Confession posthume d’un enfant madrilène
« La conservation du vieil Armagnac de Savoie, balbutia le vieil homme, est un art dont même les autochtones ont perdu le secret… »
Silence, Tous les auditeurs réunis dans le grand salon attendaient patiemment la suite.
« …et c’est bien regrettable ».
Un murmure de soulagement accompagné du bruit des chaises déplacées ponctua cette chute décevante. L’orateur chenu avait laissé passer son dernier instant de gloire, et l’assistance se dispersa dans les pièces adjacentes.
Don Sanche avait été le plus grand avocat de Castille.
Après sa retraite, il répétait ses vieilles plaidoiries face au miroir de sa chambre, d’où il ne sortait plus que pour se produire devant le parterre de ses enfants et petits-enfants.
De ceux-ci, j’étais son préféré, et il était mon héros.
Bien des années plus tard, à Séville en 36, face au peloton d’exécution des Marocains de Franco, je devais me rappeler cette chaude soirée madrilène qui consacra pour mon grand-père, l’idole de mon enfance, son entrée dans la vieillesse.
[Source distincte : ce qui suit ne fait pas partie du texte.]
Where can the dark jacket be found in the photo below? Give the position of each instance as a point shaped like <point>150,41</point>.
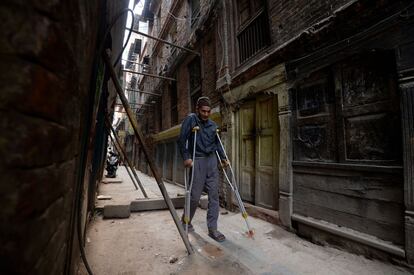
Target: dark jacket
<point>207,141</point>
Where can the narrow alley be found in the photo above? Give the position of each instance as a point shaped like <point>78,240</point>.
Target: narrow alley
<point>148,243</point>
<point>206,137</point>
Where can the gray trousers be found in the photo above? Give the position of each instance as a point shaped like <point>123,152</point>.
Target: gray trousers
<point>206,179</point>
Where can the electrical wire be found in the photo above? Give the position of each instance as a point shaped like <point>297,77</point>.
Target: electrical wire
<point>108,29</point>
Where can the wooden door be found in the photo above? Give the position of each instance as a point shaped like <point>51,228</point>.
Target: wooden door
<point>247,151</point>
<point>267,149</point>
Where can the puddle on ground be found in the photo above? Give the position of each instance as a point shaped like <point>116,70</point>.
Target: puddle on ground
<point>212,251</point>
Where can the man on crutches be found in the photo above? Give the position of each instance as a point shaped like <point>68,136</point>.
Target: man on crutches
<point>203,162</point>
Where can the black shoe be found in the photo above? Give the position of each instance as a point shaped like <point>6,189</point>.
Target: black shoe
<point>216,235</point>
<point>190,227</point>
Rien de ce que des légions de Jésuites, de confesseurs zélés m’enseignèrent au long de ma jeunesse, sur la Religion, la Foi, l’Honneur, le repentir face à la Mort, rien de tout cela, au moment où les orbites aveugles des fusils se pointèrent sur ma poitrine, ne parvint à chasser de mes oreilles la voix sourde et fantomatique de Don Sanche père de mon père.
Lorsque le capitaine ordonna le feu, j’entendais encore, et encore, la conversation du vieillard maniaque de sa voix.